C'est pourquoi, toute infraction à la loi est passible d'entraîner des peines d'emprisonnement assez lourdes (jusqu'à 3 ans de prison) et des amendes élevées (jusqu'à 100,000 €), et ce aussi bien pour les sociétés de courses que pour les parieurs dans le cas d'une complicité avérée.
Mais des décisions de justice assez récentes avaient remis en cause ce monopole, qui est un autre exemple de la tradition culturelle française dans le paysage européen. L'affaire concernant la société Zeturf constitue le point de départ de ce revirement de la jurisprudence des cours françaises. En effet, cette société maltaise, qui organisait depuis 2005 des paris en ligne portant sur des courses hippiques, avait été poursuivit par le PMU qui invoquait alors un préjudice résultant de l'atteinte à son monopole.
Après les décisions du TGI et de la cour d'appel, qui donnaient raison au PMU en qualifiant les activités de la société Zeturf de "manifestement illicites", la Cour de Cassation fût amenée à se prononcer sur la question.
La Haute Cour, qui reconnait la primauté du droit européen sur la loi interne, s'appuya alors sur le Traité instituant la communauté européenne (Traité CE) et la jurisprudence de la Cour de justice des Communautés européennes pour remettre en cause la validité de la réglementation française par rapport au droit européen.
C'est ainsi que la Cour de Cassation invita le gouvernement français à se mettre en conformité avec le droit européen.
Les dispositions législatives françaises conférant le monopole au Pmu sont difficilement compatibles avec le principe communautaire de libre prestation de service et en constituent même une entrave.
En effet, l'exploitation des paris en ligne constitue une activité qui s'apparente aux jeux d'argent et de hasard, qui sont considérés par la législation européenne comme des "services". Or, le Traité CE interdit toute restriction à une telle liberté. Seules les raisons tenant à la protection de l'ordre public et de l'intérêt général peuvent justifier certaines restrictions.
Cette décision de la Cour de cassation et la pression exercée la Commission européenne ont conduit les autorités françaises à élaborer un projet de loi afin d'assouplir la législation dans ce domaine, et de la mettre ainsi en conformité avec la réglementation européenne.

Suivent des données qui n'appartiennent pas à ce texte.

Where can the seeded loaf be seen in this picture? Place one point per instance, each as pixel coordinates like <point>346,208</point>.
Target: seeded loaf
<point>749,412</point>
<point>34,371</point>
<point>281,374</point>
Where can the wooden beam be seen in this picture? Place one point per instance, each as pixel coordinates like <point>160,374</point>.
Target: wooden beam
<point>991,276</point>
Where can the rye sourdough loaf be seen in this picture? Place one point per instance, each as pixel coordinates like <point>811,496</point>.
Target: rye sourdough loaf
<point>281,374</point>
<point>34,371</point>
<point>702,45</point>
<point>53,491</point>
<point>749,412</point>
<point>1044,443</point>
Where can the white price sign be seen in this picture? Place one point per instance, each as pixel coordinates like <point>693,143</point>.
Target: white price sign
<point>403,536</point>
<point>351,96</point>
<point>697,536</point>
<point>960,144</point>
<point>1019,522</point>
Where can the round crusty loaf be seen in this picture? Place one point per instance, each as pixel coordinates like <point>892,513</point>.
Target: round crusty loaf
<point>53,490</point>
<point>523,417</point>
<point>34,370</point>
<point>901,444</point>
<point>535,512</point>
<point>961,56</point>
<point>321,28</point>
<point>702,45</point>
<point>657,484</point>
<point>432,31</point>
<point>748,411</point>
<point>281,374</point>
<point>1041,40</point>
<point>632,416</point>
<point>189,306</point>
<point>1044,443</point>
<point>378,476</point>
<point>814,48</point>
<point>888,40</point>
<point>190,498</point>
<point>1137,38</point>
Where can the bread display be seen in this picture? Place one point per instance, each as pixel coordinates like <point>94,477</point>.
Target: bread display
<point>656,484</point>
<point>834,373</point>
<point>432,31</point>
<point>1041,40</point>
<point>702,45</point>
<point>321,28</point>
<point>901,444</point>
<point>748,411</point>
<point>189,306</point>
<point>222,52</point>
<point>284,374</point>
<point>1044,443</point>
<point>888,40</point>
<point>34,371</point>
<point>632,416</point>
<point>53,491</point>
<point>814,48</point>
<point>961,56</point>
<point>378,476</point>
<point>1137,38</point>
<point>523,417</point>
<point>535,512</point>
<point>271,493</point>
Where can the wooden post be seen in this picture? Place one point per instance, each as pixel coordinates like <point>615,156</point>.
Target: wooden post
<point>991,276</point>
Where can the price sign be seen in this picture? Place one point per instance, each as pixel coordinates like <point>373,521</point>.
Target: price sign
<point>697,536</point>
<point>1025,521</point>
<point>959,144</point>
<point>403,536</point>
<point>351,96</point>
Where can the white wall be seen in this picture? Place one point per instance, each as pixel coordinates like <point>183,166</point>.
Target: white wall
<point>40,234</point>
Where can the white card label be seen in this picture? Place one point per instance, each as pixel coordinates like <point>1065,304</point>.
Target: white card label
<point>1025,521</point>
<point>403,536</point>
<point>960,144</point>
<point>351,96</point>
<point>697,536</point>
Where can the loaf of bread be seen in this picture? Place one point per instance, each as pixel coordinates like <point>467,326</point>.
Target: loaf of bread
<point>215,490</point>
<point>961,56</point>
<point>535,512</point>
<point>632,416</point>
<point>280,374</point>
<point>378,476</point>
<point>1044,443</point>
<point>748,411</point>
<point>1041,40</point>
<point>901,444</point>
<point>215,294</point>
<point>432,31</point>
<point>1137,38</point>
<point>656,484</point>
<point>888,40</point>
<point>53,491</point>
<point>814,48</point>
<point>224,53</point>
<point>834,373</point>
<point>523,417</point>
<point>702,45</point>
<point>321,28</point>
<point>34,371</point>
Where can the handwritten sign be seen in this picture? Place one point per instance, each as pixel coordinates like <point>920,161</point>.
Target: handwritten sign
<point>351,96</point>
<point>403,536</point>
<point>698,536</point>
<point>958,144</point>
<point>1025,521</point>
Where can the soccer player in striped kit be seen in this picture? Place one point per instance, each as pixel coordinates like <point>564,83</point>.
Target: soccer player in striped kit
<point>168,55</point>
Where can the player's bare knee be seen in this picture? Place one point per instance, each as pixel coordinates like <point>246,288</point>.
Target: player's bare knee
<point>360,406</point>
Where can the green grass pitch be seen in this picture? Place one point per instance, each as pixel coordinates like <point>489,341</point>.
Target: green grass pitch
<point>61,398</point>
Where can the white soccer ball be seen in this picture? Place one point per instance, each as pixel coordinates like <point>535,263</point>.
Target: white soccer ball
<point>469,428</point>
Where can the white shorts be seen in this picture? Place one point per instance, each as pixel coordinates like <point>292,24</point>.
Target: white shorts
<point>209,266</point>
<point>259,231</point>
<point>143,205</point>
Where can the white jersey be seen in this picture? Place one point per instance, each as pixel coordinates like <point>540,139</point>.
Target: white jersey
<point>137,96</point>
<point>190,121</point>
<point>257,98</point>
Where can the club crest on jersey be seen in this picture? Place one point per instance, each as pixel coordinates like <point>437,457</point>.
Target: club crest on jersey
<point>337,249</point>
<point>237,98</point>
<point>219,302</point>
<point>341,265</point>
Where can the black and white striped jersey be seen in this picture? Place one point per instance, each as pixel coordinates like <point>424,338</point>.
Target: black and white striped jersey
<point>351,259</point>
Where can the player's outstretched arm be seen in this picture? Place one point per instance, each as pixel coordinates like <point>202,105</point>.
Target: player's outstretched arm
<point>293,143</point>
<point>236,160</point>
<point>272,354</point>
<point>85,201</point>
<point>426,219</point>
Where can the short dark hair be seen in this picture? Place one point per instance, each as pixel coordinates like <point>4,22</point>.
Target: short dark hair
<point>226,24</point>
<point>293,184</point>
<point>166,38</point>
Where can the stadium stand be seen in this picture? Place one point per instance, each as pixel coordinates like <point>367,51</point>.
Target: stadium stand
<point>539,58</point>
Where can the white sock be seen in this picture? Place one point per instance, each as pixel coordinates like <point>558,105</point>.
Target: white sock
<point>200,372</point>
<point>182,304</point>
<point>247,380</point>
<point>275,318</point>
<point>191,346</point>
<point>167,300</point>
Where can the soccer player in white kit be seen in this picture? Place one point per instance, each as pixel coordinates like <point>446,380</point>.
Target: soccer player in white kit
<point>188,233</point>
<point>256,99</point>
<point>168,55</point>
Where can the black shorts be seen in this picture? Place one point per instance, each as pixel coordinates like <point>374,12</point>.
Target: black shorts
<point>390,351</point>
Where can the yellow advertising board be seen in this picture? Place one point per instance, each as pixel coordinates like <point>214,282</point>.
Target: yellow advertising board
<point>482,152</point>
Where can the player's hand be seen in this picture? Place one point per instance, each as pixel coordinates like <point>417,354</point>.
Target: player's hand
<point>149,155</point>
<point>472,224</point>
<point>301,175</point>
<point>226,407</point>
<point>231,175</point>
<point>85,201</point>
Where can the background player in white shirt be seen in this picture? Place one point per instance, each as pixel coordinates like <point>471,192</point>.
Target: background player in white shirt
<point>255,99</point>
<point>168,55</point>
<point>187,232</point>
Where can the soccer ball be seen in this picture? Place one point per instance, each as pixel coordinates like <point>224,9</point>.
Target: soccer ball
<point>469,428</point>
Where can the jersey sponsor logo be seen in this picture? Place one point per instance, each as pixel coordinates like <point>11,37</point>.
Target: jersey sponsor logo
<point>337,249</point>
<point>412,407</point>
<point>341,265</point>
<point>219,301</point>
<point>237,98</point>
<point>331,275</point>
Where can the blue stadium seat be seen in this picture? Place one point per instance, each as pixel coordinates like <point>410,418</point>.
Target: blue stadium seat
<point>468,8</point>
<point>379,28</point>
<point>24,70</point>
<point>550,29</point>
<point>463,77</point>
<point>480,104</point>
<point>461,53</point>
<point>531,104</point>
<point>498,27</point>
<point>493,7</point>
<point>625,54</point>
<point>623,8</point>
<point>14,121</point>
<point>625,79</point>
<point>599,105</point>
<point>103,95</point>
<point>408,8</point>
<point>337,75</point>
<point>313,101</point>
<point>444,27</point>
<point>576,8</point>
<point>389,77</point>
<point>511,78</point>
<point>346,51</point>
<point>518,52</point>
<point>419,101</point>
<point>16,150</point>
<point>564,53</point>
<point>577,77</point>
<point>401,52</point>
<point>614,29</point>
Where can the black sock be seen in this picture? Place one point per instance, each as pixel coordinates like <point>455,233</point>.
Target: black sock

En effet, Eric Woerth, ministre du budget et des comptes publics, s'était déclaré favorable à l'ouverture du secteur des paris sportifs sur internet (et uniquement sur internet).
De plus, c'est de façon très encadrée que s'effectuera cette libéralisation, car les dangers sont bien réels et sont à prendre au sérieux. Par ailleurs le PMU réclame une "concurrence équitable", puisque les sites de paris sur internet redistribuent 95 % des sommes pariées contre 70 % pour le PMU en raison des prélèvements étatiques.